Apart from that, he certainly knows how to make good use of his actors' charisma and acting capabilities pushes to the right button. The actors here are top-notch, right down to small roles (Clark Gregg's Agent Coulson, Cobie Smulders' Agent Hill and Gwyneth Paltrow's Pepper Potts), where all of them are given ample times to shine with overall satisfying performances. Robert Downey Jr. is obviously the highlight here, who often steals the show with his hilariously sarcastic remarks but it is the unexpected Mark Ruffalo, who gives a particularly superb performance as Bruce Banner. As the third actor to play the role (after Eric Bana in 2003's HULK and Edward Norton in 2008's THE INCREDIBLE HULK), he's by the far the best there is. Here he brings subtlety and warmth that counter-balances well with his full-on ballistic mode once his character turns into Hulk. And kudos should also goes to ILM from achieving a terrific motion-captured Hulk, in which Whedon has finally fulfilled the fanboys' dream by engaging him in a series of astonishingly crazy stunts that characterized the raging insanity of this big, green monster.
Clocking at 142 minutes, the movie does feels, at times, overlong.

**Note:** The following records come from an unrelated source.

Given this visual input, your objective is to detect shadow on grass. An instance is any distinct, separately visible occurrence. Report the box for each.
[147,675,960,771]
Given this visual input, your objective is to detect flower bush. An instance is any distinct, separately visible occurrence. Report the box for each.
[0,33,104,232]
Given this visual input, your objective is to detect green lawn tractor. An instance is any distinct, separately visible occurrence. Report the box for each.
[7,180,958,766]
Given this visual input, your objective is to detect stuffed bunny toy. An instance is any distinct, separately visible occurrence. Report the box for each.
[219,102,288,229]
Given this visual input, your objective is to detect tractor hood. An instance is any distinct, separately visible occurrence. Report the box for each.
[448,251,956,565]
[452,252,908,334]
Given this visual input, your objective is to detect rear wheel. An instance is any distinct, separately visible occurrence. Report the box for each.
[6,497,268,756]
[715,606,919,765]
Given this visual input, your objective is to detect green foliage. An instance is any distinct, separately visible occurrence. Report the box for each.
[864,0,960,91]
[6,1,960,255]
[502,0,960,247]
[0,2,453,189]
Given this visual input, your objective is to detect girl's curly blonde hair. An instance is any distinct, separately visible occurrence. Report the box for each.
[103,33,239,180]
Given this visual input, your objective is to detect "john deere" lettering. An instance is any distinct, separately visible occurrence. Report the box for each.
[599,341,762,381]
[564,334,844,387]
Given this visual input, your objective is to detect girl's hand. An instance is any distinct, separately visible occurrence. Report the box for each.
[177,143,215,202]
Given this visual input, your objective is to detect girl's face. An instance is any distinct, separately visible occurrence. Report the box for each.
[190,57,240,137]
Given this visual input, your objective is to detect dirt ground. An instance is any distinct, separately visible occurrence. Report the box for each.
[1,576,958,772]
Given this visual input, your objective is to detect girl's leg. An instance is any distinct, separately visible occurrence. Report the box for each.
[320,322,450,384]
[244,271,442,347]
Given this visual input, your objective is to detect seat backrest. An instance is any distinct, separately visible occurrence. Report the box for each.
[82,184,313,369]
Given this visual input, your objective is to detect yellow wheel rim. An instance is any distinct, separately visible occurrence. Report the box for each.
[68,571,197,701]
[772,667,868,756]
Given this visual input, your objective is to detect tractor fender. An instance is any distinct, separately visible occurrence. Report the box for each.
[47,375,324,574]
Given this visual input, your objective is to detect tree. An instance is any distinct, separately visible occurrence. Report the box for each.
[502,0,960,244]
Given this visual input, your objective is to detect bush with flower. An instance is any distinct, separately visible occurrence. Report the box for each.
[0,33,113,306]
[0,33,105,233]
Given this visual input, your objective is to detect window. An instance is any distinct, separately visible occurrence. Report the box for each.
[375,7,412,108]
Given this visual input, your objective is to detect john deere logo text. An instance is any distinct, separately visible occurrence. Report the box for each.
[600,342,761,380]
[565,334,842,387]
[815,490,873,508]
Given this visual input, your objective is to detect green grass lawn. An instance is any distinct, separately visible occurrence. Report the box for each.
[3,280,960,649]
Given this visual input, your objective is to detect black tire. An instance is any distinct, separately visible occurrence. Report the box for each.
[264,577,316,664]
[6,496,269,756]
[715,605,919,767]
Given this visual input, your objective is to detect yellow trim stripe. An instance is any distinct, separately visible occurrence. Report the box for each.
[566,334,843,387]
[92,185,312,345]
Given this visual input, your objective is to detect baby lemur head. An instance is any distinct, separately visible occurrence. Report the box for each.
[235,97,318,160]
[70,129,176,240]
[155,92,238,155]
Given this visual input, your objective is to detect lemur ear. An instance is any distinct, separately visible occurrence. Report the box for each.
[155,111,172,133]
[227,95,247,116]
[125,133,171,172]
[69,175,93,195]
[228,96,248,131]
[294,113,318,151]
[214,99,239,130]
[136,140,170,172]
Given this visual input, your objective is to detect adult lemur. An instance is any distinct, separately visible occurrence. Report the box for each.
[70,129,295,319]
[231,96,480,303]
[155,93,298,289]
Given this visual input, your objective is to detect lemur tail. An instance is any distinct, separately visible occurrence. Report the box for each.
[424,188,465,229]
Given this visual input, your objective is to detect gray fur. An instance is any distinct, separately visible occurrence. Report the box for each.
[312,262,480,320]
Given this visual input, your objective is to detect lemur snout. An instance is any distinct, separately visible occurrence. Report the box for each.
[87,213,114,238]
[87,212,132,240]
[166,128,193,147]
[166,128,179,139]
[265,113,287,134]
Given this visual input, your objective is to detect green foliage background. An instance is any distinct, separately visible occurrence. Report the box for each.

Despite all the satisfying vibes Whedon and Zak Penn has generated in their mostly entertaining script here, it's hard to deny that the plot remains patchy in place. The middle part of the movie is especially draggy with heavy expositions.
But as just the pace does threatens to stall once or twice, Whedon manages to redeem that glaring weakness with a 30-minute of an all-out, CG-heavy action extravaganza. This is where the movie truly shines the most (and also worth the price of admission alone), as Whedon proves to be such an accomplished visual stylist and knows well how to orchestrate a series of sustaining action sequences with amazing and often innovative use of camera works. Nevertheless the huge battle between the Avengers against Loki and an army of vicious Chitauri are excitingly staged with breathless varieties of tracking shots, wide angle and sweeping shots that makes the entire scene as epic as they gets. Not only that, there's even a notable unbroken take where the camera swoops through the battle of each Avenger takes on the Chitauri riding on space chariots.
THE AVENGERS is a first-rate crowd pleaser that is best enjoyed at the big screen (the one where I've seen this in digital 2D format had me particularly blown away). And as usual for this Marvel production, don't walk out too soon since there is a post-credit teaser reveals the all-important guest star (at least for comic-book fans) which will be likely to be featured in sequel(s) to come.